Nous avons oublié que même si le monde que nous avons construit nous parait à chaque fois plus hostile, Dieu nous a dit – comme à Moise – « Je Suis » Celui qui t’a appelé à la Vie. Ce qui nous soutient dans la vie – comme à ces figures dans leur forme – ce n’est pas notre effort, ni nos catégories. La vie que nous avons n’est pas une simple projection de nos projets mais elle réfère au projet d’un Autre, qui, gratuitement nous a rendus participants. Dans ce sens,  quand l’Eglise nous appelle en ce temps de Carême à nous convertir pour construire une culture de compassion, elle le fait avec le regard fixé sur cet appel originel que Dieu nous a fait à travers le Christ.  Appel à sortir de nous-mêmes, à partager avec les autres ce regard de compassion que nous avons nous-mêmes reçus du Christ, gratuitement, par sa mort sur la Croix.

Amis de Points-Coeur ayant participé à la conférence de Cécilia Bralic

L’appel de Points-Cœur à une culture de compassion est un appel à aller à l’encontre de la culture de la peur dans laquelle nous nous trouvons, qui nous pousse à se couper de ce qui nous entoure, à se défendre de l’horreur en prenant distance de la réalité.  Au contraire, ce qui est en jeu c’est notre conversion à la Vérité qui est le Christ, Celui là même qui définit le cœur du drame de notre « Je » personnel, comme l’affirmait déjà en 1965 la constitution Pastorale du concile Vatican II : « Le Mystère de l’Homme ne s’éclaire vraiment que dans le Mystère du Verbe Incarné » (n.22)

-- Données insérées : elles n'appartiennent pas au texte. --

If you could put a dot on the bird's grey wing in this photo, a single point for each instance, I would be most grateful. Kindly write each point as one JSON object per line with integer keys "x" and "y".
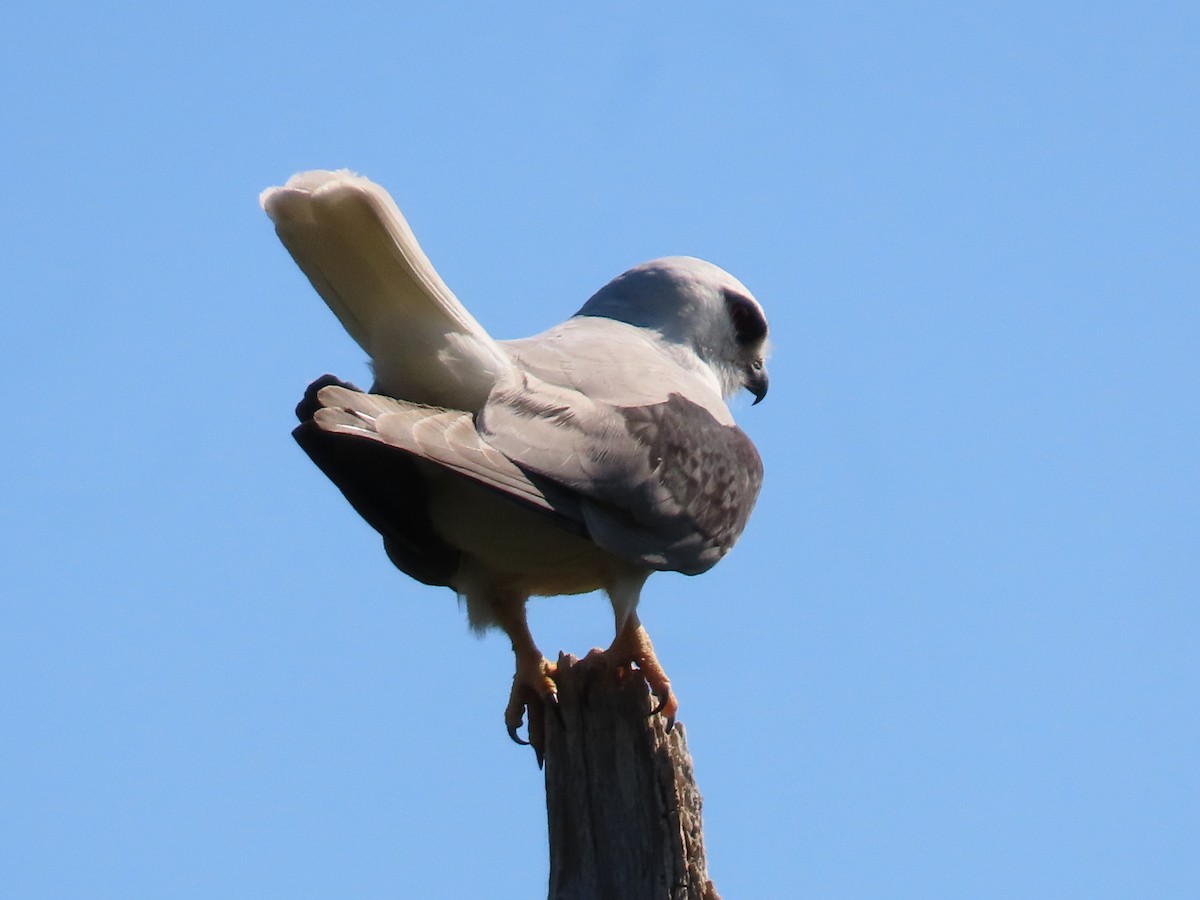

Donc tout nous est offert pour demander cette grâce d’incarner, comme Nohad, ce regard de compassion avec lequel  le Christ est venu à notre rencontre, afin que surgisse en nous-mêmes la disposition à construire une nouvelle culture, solidaire, où la paix ne soit pas un rêve, sinon une expérience présente, vivante, actuelle.